The assessment is further amplified by the report which does not hesitates in saying that the progress in adaptation implementation is rather slow and marred with several problems. Countries need to ramp up their ambitions to prepare for increasing climate risks, it forewarned the slacking and indifferent nations.

Meeting the climate challenge will not only require a scaling up of adaptation finance but also a more strategic approach to investment, the AGR 2024 stressed while emphasizing that to meet the scale of the climate change challenge, adaptation financing needs to shift from the historic focus on reactive, incremental and project-based financing towards more ‘anticipatory, strategic and transformational adaptation’.

Given the barriers to adaptation, the report outlines that there is a need for enabling factors to help unlock adaptation finance, for both the public and the private sectors. Elaborating on this, the AGR 2024 report highlights that for the public sector there are a number of enabling factors that include the ‘creation of funds and financing facilities, climate fiscal planning and climate budget tagging, mainstreaming in national development planning and medium-term expenditure frameworks, and adaptation investment planning’.

Better capacity-building and technology transfer could accelerate adaptation planning and implementation, the report stressed, while hinting that interventions to support capacity-building should start by identifying and mobilizing endogenous capacities that already exist, provide a balance of emphasis on ‘hard’ (e.g. technologies) and ‘soft’ (e.g. enabling conditions) capacities, and place gender equality and social inclusion considerations at their centre. The focus on gender equality in matters of collective decisions at the grassroots and in the implementation of ground-rooted activities at adaptation is seen as pathways to success towards achieving set goals.

Critically examining that current priorities locally and globally are often too narrow, technical, and focused on responding to international commitments or immediate crises, limiting efforts towards deeper change, the AGR 2024 laid particular emphasis on enabling capacity-building and technology transfer plans that support adaptation across all sectors, scales and development priorities, and build capacity for transformational change.

The transformational change being hinted at resounds on the growing global call for planning and activation of works that are primarily ground-rooted and focused on actual implementation at the grassroots with active participation of all relevant stakeholders including elders, women and children.

Different civil society organizations and indigenous groups around the world have consistently emphasized that the traditional knowledge and wisdom of age-old practices committed to by Indigenous Peoples and local communities through generations, and supported by scientific reasoning, can address adaptation processes successfully on the ground.

This further resounds on the UNEP report’s thrust on bridging the gap between capacity and technology needs, and the levels of action on the ground that requires overcoming multifaceted challenges.
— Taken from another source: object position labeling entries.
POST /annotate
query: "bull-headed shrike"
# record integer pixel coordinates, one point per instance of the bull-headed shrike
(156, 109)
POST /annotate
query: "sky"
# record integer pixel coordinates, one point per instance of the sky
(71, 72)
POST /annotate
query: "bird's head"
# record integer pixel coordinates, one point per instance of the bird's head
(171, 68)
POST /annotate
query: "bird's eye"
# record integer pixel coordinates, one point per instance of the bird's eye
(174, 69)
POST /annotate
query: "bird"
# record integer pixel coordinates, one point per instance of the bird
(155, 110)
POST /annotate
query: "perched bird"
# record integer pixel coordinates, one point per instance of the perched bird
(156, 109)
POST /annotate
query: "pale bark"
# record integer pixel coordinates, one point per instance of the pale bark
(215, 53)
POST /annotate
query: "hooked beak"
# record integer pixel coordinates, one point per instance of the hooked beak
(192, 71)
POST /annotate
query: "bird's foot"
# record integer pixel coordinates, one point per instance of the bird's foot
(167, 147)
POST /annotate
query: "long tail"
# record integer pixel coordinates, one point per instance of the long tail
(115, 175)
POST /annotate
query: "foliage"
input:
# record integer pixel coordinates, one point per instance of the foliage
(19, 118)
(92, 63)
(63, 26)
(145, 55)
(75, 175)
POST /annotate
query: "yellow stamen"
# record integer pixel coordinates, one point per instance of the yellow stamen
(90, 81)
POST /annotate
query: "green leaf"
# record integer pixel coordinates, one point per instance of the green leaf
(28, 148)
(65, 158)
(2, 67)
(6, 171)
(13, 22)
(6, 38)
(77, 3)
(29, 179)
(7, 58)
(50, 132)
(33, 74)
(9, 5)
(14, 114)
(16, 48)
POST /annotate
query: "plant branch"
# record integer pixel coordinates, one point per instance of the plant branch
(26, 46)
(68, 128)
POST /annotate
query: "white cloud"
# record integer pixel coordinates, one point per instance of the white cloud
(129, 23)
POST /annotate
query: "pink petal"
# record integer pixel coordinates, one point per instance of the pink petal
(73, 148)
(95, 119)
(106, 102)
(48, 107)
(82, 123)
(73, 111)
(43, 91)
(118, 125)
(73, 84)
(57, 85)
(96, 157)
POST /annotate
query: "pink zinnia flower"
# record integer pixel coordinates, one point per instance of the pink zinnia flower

One distinctive challenge that always crops up between States and the IPLCs is the gap of information and trust deficit on decisive matters that undermine the long-term impacts on land and people due to the push for ‘developmental’ agendas of the State minus people’s active participation.

Based on the assessment that most developing countries expressed the need for more capacity and technology across all aspects of adaptation planning and implementation, with a focus on water, food and agriculture, the report categorically called upon all relevant stakeholders to work on a common agenda that addresses communities across frontiers and physical barriers (political boundaries).
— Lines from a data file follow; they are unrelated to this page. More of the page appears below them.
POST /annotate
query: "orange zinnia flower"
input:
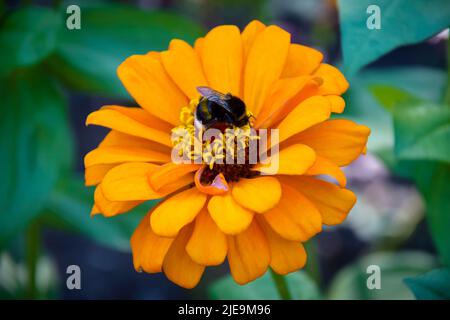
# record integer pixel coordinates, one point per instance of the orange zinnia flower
(255, 221)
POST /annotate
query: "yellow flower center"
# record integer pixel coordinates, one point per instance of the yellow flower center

The world today is faced with myriad issues on the observed impacts of global warming, climate change and extreme weather events that unrelentlessly had wreak havoc in many of the countries around the world during these recent years, irrespective of political affiliations or the isolation. Thousands of families recently had been impacted by unprecedented droughts, wildfires, floods, storms, cyclones, and heat waves across the seven continents, sparing almost none.